See, the tip of Bella's tail is all scabbed over. But she wags it SO HARD (if you've met Bella, you have known the stinging lash of her tail) that she inevitably smashes it into walls, corners, door frames, stair railings...basically any hard surface you can imagine. And when that happens, the scab gets broken open and Bella's wound starts bleeding. If it were anywhere else on her body, that would be fine. But it's on the hardest-wagging tail in the Western Hemisphere--when she really gets going, the tip is moving so fast that it's covered by the Heisenberg Uncertainty Principle. You can't say where the tail is located at any given moment in time--you just have to predict based on statistical probability.
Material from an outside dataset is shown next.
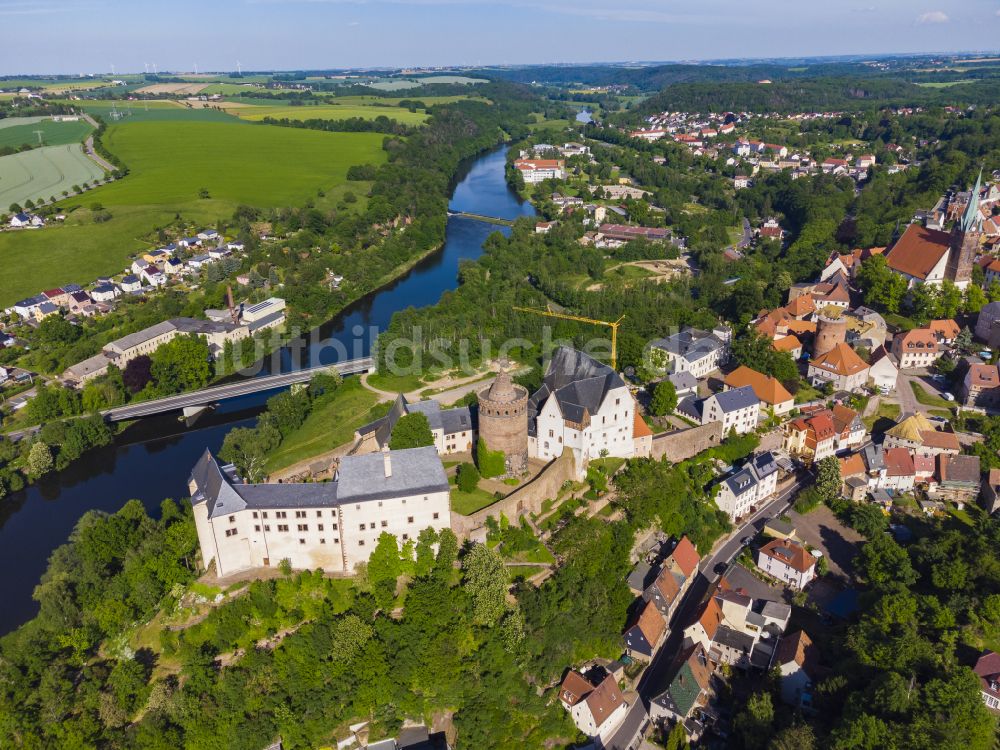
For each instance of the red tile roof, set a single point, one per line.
(686, 557)
(918, 251)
So what happens when an oozing, bleeding wound is placed at the end of a puppy's tail and accelerated to relativistic speeds? Decoration happens--all over the furniture, all over the walls, all over EVERYTHING. If Bella is not restrained and put in her crate within seconds after re-opening her wound, she will Jackson Pollack the pristine white walls of The Humboldt with dog blood. It's a nightmare. And it's not like she's really gushing blood; like any broken scab, it just oozes slowly. But even the tiniest 0.05 nanoliter droplet of dog blood, when accelerated to 30% of light speed, leaves a hell of a mark. And because it's getting re-opened twice a day, the wound heals very slowly. Because it's at the end of a long, furry tail, I can't even affix a bandage to it. Any tail-wagging just sends the tube of gauze and medical tape flying. This is a bizarre injury that was put together by God himself to test me. Like Job, only without real problems.

I'll leave you with this Youtube video of Imogen Heap's "Hide and Seek." It's not a new song, and it's been sampled in some tragically bad hip-hop, but it demonstrates the proper use of Autotune. Turns out the trick is to be a genuinely creative person. Thanks always for reading.